Post a song or two so we can see how you write.

Some ppl say I write "incomplete" songs bc I don't use lyrics. 

However, varying the lengths of the parts a bit can sometimes help to make certain ones stand out if that's what you're after. For instance. Some riffs will sound like they're building to something so you can play them a bit longer to build anticipation and just add in/take out instruments on each pass to keep the feel moving. Once I get to the "climax" riff--so to speak--I typically play it less times because I know the audience wants to hear it more. Incentive to hit rewind.


----------



## terran236 (Sep 4, 2012)

Konfyouzd said:


> Sometimes opinions are just opinions, homie...
> 
> Your song should progress the way you hear it progressing in my opinion.
> 
> ...



LOL lyrics are over rated IMO. Music that can tell a story without words is amazing to me. 

Very true, building anticipation helps. Getting people used to one chord prog then going an unexpected way is a fun way to throw people off!

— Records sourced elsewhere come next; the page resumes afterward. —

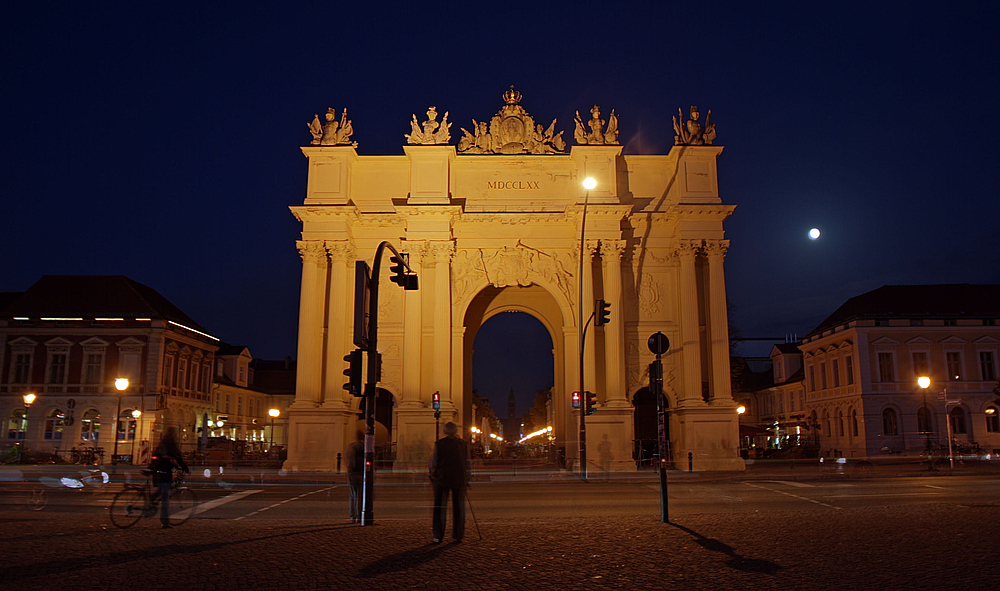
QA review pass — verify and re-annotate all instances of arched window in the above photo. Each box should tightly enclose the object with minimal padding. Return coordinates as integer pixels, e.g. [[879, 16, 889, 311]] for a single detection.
[[948, 406, 968, 435], [917, 406, 934, 433], [45, 408, 66, 441], [882, 408, 899, 436], [985, 406, 1000, 433], [7, 408, 24, 441], [80, 408, 101, 443]]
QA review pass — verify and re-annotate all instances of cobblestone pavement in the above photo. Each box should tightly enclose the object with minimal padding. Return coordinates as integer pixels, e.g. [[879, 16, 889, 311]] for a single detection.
[[0, 502, 1000, 591]]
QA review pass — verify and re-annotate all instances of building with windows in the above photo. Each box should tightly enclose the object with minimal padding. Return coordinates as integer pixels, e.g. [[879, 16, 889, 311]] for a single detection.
[[757, 284, 1000, 457], [0, 275, 219, 463]]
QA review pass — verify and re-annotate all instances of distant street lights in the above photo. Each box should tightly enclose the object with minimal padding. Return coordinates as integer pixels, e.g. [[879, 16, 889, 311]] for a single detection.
[[111, 378, 128, 465], [267, 408, 281, 449], [17, 392, 37, 464]]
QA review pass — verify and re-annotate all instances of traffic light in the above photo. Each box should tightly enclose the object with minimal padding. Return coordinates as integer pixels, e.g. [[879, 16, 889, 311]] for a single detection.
[[344, 349, 364, 396], [389, 253, 417, 290], [594, 300, 611, 326]]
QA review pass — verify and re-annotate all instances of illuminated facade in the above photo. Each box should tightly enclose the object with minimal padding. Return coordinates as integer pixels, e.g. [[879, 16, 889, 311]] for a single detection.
[[285, 91, 743, 470]]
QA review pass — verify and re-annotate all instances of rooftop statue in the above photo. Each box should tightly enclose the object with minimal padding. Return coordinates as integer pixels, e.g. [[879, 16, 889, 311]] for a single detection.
[[458, 86, 566, 154], [309, 107, 358, 148], [573, 105, 618, 145], [403, 107, 451, 144], [674, 106, 715, 146]]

Helps with the climax for sure. Very interesting thing you write about playing it less times after the climax. Like a Cliff hanger! interesting. I shall post some, if you could show me your stuff too, would be cool!

Ok usually only show people covers because that way people cant really make fun of me xD. But here goes nothing. 

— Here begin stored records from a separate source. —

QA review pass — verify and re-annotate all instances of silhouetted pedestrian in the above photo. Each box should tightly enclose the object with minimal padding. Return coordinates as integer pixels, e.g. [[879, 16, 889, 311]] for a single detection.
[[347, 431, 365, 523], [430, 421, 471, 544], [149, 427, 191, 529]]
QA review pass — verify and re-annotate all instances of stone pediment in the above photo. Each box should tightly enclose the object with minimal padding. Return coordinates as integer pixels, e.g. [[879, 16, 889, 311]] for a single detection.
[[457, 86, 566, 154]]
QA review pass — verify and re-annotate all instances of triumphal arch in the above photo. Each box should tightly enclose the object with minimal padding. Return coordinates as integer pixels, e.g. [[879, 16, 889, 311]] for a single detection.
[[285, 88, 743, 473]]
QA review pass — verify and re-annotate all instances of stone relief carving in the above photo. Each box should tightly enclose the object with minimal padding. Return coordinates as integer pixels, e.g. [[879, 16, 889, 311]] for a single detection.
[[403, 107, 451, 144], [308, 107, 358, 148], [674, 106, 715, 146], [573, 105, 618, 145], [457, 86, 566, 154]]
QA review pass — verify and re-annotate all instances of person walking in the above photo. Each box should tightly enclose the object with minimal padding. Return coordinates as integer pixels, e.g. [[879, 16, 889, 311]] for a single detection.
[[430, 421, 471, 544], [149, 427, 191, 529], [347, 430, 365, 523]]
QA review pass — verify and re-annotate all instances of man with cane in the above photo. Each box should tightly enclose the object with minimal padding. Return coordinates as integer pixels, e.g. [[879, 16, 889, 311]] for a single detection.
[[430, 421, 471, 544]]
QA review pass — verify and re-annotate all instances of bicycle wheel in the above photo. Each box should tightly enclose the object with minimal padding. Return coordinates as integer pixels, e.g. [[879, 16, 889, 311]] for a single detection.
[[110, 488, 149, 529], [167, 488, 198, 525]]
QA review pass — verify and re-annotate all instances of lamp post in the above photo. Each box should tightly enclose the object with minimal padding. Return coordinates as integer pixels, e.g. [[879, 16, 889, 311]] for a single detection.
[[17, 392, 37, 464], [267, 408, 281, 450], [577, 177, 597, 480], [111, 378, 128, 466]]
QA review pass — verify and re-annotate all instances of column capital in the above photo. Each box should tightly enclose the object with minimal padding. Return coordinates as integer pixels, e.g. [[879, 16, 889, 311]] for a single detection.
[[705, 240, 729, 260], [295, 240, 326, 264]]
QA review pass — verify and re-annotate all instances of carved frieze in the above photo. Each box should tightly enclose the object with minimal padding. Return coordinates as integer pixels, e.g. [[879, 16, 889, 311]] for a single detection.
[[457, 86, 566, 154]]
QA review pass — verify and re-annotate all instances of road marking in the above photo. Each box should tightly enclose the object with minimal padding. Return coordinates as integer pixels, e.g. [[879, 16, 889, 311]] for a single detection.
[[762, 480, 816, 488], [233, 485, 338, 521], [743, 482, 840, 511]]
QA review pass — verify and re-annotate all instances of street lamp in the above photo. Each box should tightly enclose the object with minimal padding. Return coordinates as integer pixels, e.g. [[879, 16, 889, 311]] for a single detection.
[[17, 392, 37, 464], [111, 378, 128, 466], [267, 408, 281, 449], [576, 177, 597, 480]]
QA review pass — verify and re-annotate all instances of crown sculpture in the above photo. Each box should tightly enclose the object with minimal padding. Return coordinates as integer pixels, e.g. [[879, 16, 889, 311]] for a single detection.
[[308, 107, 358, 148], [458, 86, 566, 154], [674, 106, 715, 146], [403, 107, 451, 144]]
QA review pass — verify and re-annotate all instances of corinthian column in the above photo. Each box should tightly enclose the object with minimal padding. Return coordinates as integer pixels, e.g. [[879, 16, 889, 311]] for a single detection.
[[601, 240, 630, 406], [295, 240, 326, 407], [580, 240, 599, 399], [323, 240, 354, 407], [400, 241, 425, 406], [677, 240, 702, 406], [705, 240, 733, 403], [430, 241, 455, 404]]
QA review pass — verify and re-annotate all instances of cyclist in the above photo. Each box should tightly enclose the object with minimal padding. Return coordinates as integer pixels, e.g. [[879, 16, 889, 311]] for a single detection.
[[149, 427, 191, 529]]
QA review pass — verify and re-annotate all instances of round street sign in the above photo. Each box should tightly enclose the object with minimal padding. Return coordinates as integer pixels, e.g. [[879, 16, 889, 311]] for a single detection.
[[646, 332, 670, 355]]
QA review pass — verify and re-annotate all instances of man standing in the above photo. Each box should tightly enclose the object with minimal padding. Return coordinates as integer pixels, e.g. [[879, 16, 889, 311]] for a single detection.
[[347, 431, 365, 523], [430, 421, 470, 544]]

Im greatly influenced by many styles of music. Used to just be Metal. So i would hope i have progressed. Watch which ever one, i just posted the ones i feel wont be too shitty! lol But feel free to rip my ego in two. haha

*--------More recent--------*

My latest, Marty Friedman, Chinese, metal and plenty of other influences in there. If you only click one, please choose this one xD 
probably my most technical if anything. Polyrhythms, key, tempo and time sig changes. As well as a bunch of counter points. Out of key Passing notes and some guitar synth effects.(some would call it intonation problems. lol) 

Just forgot to add reverb to the drums. 



Megaman/Metal Influenced 


*
Older Songs (very short), heavily Video game influenced*


----------



## Konfyouzd (Sep 4, 2012)

I'm not really seeing a problem with your songs, man... I think the sections are perfectly fine as far as duration.


----------



## terran236 (Sep 4, 2012)

Konfyouzd said:


> I'm not really seeing a problem with your songs, man... I think the sections are perfectly fine as far as duration.



Thanks for taking the time dude! I guess you are right, it's all about opinion, in the end.


----------